Suspected Object Matters: Rethinking Model's Prediction for One-stage Visual Grounding
This work addresses a bottleneck in one-stage visual grounding for computer vision applications by focusing on suspected objects to enhance efficiency and accuracy, though it is incremental as it builds on existing frameworks.
The paper tackles the problem of inter-object relation modeling in one-stage visual grounding, where only suspected objects related to the text query are considered to avoid confusion, and proposes a Suspected Object Transformation mechanism that improves accuracy by dynamically discovering and rethinking predictions among these objects, achieving state-of-the-art results on benchmarks like RefCOCO, RefCOCO+, and RefCOCOg with gains of 1.5% to 2.0%.
Recently, one-stage visual grounders attract high attention due to their comparable accuracy but significantly higher efficiency than two-stage grounders.

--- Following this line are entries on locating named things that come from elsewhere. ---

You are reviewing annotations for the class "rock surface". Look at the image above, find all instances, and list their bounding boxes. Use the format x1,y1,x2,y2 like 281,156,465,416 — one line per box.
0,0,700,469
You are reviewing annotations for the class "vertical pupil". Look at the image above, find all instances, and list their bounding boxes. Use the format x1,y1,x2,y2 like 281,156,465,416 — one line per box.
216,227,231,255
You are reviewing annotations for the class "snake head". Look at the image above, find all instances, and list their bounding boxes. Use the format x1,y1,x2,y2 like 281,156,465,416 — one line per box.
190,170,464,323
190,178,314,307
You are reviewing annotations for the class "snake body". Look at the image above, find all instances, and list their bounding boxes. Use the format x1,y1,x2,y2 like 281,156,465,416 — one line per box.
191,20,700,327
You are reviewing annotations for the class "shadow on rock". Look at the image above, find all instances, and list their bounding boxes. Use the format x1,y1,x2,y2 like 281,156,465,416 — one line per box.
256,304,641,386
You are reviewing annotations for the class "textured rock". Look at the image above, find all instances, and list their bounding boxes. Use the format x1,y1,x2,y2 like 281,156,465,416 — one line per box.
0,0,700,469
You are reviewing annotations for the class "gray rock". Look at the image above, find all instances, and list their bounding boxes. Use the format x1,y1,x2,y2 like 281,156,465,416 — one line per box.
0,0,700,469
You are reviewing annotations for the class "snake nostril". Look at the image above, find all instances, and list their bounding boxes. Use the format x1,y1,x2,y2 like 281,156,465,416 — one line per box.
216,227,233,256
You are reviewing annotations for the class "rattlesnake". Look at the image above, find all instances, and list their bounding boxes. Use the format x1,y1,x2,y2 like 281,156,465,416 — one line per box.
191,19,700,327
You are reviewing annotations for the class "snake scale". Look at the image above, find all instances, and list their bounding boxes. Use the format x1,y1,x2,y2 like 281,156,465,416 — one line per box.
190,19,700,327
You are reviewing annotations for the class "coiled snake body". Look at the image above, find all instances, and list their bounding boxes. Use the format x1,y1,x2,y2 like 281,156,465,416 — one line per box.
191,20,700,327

However, inter-object relation modeling has not been well studied for one-stage grounders. Inter-object relationship modeling, though important, is not necessarily performed among all objects, as only part of them are related to the text query and may confuse the model. We call these objects suspected objects. However, exploring their relationships in the one-stage paradigm is non-trivial because: First, no object proposals are available as the basis on which to select suspected objects and perform relationship modeling. Second, suspected objects are more confusing than others, as they may share similar semantics, be entangled with certain relationships, etc, and thereby more easily mislead the model prediction. Toward this end, we propose a Suspected Object Transformation mechanism (SOT), which can be seamlessly integrated into existing CNN and Transformer-based one-stage visual grounders to encourage the target object selection among the suspected ones. Suspected objects are dynamically discovered from a learned activation map adapted to the model current discrimination ability during training. Afterward, on top of suspected objects, a Keyword-Aware Discrimination module (KAD) and an Exploration by Random Connection strategy (ERC) are concurrently proposed to help the model rethink its initial prediction. On the one hand, KAD leverages keywords contributing high to suspected object discrimination. On the other hand, ERC allows the model to seek the correct object instead of being trapped in a situation that always exploits the current false prediction. Extensive experiments demonstrate the effectiveness of our proposed method.